Image: Spanish Gallery, The Auckland Project © John Millard, 2021
October will see The Auckland Project open a new gallery, realising its founder’s “pipedream” of establishing a leading destination for anyone studying Spanish art history.
Reimagining two neighbouring historic structures in a County Durham town for use as a heritage or cultural attraction doesn’t sound especially outlandish. Transforming a Grade II listed bank and adjacent school into a pilgrimage site for lovers of 16th and 17th century Spanish art, however, may strike some as less conventional.
This is precisely what The Auckland Project has done, with its new Spanish Gallery set to immerse visitors in a world inspired by the likes of El Greco, Zurbarán, Velázquez and Murillo.
Having engaged the services of architectural practice Feilden Clegg Bradley Studios, the overhaul of Backhouse Bank and Barrington School is now complete. The previously vacant pair of buildings have been given a new lease of life – reinterpreted as ten gallery spaces dispersed over three floors.
Notable zones at the venue include a double-height gallery in an extension to the former bank, which has been designed to accommodate larger artworks, and the Lord Burns Reading Room, conceived to offer visitors a resource devoted to expanding knowledge and understanding of Spanish culture.

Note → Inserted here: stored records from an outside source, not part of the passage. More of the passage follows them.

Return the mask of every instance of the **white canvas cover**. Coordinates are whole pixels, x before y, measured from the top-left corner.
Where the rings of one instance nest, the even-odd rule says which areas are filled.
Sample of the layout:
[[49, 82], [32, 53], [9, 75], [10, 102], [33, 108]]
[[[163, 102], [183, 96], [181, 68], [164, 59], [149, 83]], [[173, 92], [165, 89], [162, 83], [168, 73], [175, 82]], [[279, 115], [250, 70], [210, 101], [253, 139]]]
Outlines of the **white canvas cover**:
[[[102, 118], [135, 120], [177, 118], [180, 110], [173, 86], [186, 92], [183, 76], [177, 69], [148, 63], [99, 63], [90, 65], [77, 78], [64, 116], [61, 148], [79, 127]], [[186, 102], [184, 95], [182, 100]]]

The scheme, which also includes a new conference suite, shop and restaurant, has been described as “perhaps the most ambitious of all The Auckland Project’s initiatives” by founder Jonathan Ruffer.

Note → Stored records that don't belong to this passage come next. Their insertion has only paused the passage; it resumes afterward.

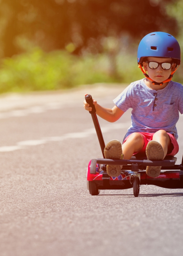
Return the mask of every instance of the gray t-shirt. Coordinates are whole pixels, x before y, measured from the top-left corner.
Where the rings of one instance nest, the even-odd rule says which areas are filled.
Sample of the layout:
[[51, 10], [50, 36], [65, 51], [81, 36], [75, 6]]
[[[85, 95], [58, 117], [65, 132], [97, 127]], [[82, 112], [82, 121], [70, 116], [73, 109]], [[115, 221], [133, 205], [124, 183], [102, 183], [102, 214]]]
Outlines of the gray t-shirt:
[[113, 101], [125, 112], [130, 108], [132, 124], [126, 136], [133, 132], [155, 132], [160, 129], [178, 135], [176, 125], [179, 111], [183, 114], [183, 86], [172, 81], [161, 90], [151, 90], [144, 79], [132, 83]]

“The Spanish Gallery has required the formation of a permanent collection as well as the transformation of two historic and previously vacant buildings.”
Why Bishop Auckland?
County Durham and the North of England more broadly has an uncanny link to Spanish art that belies both its geographical and societal distance from the Iberian nation.
Auckland Castle has been home to Francisco de Zurbarán’s Jacob and His Twelve Sons series for over 250 years.
Rokeby Park, 12 miles from Auckland Castle, was home to the only surviving nude painting by Veláquez between 1820 and 1906 – before it was sold to the National Gallery.
In 1892, when the Bowes Museum in Barnard Castle first opened its doors, it had the largest public collection of Spanish paintings in the UK.
Temple Newsam in Yorkshire has played host to a Spanish painting of St Francis since 1688, which has been attributed at various times to Herrera the Elder, Cerezo and, more recently, Murillo.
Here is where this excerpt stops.